Moderate consumption of green tea could even reduce constipation. It has a mild laxative effect thanks to its caffeine content, which stimulates digestion and keeps you regular.
Certain compounds in green tea act as digestive enzymes that can help break down food and support digestion. The antioxidant catechins in green tea also fight inflammation and relieve pain caused by bloating and gas.
Is Green Tea Good Or Bad For Gut Health?
When it comes to drinking green tea for gut health, there are pros and cons. Its caffeine content could stimulate digestion, reduce constipation, and keep you regular.
On the other hand, the caffeine may act as a diuretic and cause dehydration. Furthermore, caffeine could cause excess stomach acid production resulting in ulcers, acidity, and indigestion in sensitive people.
The tannins in green tea have been reported to reduce inflammation and stress in the colon tissues. However, tannins can also interfere with mineral absorption, particularly the absorption of calcium and iron.
While some people benefit from green tea by having reduced gas due to regularity, others can end up feeling bloated and gassy after drinking too much green tea, particularly on an empty stomach.
It is also essential to remember that excessive consumption of green tea has been known to interfere with certain drugs, such as blood thinners and blood pressure-regulating medicines.
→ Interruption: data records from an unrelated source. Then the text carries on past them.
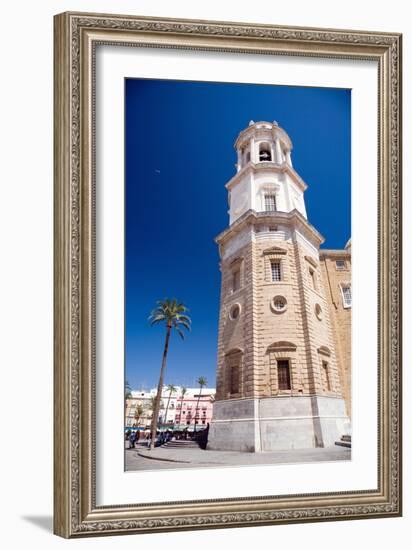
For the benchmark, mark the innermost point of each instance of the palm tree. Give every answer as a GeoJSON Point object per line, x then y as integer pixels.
{"type": "Point", "coordinates": [171, 389]}
{"type": "Point", "coordinates": [174, 315]}
{"type": "Point", "coordinates": [202, 383]}
{"type": "Point", "coordinates": [183, 392]}
{"type": "Point", "coordinates": [138, 412]}
{"type": "Point", "coordinates": [127, 390]}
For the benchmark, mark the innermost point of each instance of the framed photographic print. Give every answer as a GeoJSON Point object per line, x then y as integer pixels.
{"type": "Point", "coordinates": [227, 274]}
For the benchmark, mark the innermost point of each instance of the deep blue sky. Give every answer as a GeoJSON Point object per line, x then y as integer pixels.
{"type": "Point", "coordinates": [179, 155]}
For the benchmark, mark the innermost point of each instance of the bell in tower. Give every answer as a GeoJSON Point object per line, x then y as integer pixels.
{"type": "Point", "coordinates": [278, 383]}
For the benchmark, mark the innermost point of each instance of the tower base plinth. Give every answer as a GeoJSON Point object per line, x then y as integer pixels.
{"type": "Point", "coordinates": [277, 423]}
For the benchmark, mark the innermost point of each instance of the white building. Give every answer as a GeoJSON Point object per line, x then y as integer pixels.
{"type": "Point", "coordinates": [139, 406]}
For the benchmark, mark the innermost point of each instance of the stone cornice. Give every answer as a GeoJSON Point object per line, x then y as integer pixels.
{"type": "Point", "coordinates": [329, 253]}
{"type": "Point", "coordinates": [267, 167]}
{"type": "Point", "coordinates": [251, 217]}
{"type": "Point", "coordinates": [254, 130]}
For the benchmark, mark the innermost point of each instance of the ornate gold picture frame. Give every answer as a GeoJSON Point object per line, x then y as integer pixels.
{"type": "Point", "coordinates": [76, 37]}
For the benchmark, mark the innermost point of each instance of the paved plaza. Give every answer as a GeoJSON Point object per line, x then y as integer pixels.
{"type": "Point", "coordinates": [186, 454]}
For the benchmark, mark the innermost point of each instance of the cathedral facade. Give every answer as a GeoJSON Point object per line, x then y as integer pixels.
{"type": "Point", "coordinates": [283, 374]}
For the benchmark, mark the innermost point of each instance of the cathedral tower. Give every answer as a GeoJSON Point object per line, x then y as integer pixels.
{"type": "Point", "coordinates": [278, 383]}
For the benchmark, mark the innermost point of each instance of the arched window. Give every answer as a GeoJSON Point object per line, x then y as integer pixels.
{"type": "Point", "coordinates": [265, 154]}
{"type": "Point", "coordinates": [233, 362]}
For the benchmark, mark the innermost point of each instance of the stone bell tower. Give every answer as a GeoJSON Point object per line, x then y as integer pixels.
{"type": "Point", "coordinates": [278, 383]}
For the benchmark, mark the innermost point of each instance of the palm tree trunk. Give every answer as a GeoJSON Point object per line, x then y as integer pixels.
{"type": "Point", "coordinates": [167, 407]}
{"type": "Point", "coordinates": [159, 389]}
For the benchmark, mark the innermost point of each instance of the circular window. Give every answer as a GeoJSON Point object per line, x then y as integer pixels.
{"type": "Point", "coordinates": [318, 312]}
{"type": "Point", "coordinates": [278, 304]}
{"type": "Point", "coordinates": [234, 312]}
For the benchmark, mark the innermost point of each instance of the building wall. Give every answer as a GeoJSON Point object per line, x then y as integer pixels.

Therefore, you might want to consult your physician before drinking green tea if you take these drugs.
And what exactly is excessive consumption? How much green tea should I drink a day? Two to three cups should be fine for most people.
Which Tea Is Best For Gas Problems?
Many teas can benefit people with flatulence or gas. These are the best ones to try.
Peppermint tea contains menthol, which is known to reduce gas and improve digestion. Peppermint oil extracts can even help people with irritable bowel syndrome.
Ginger root has been touted for its digestive benefits and its use as a digestive-aid dates back to ancient times. Tea made from fresh or dried ginger could help with nausea and motion sickness. It can also aid digestion and reduce gas and bloating.
In many eastern countries, fennel tea is given to pregnant women to curb nausea, gas, and acid reflux caused by pregnancy. Animal studies have shown that fennel extracts can reduce stomach ulcers. The herb also stimulates digestion and prevents constipation, keeping you regular.
Does Green Tea Make You Gassy: Final Thoughts
Green tea can make you gassy. But only if you are sensitive to caffeine or certain other components in green tea. Most people will have no issues. In fact, green tea can actually help alleviate bloating and other digestive issues in some people.
How do you know which one you are? As mentioned, if you generally have a sensitive stomach or digestive system, you may have issues with green tea. But it may also help. The only real way to find out is to dry drinking some!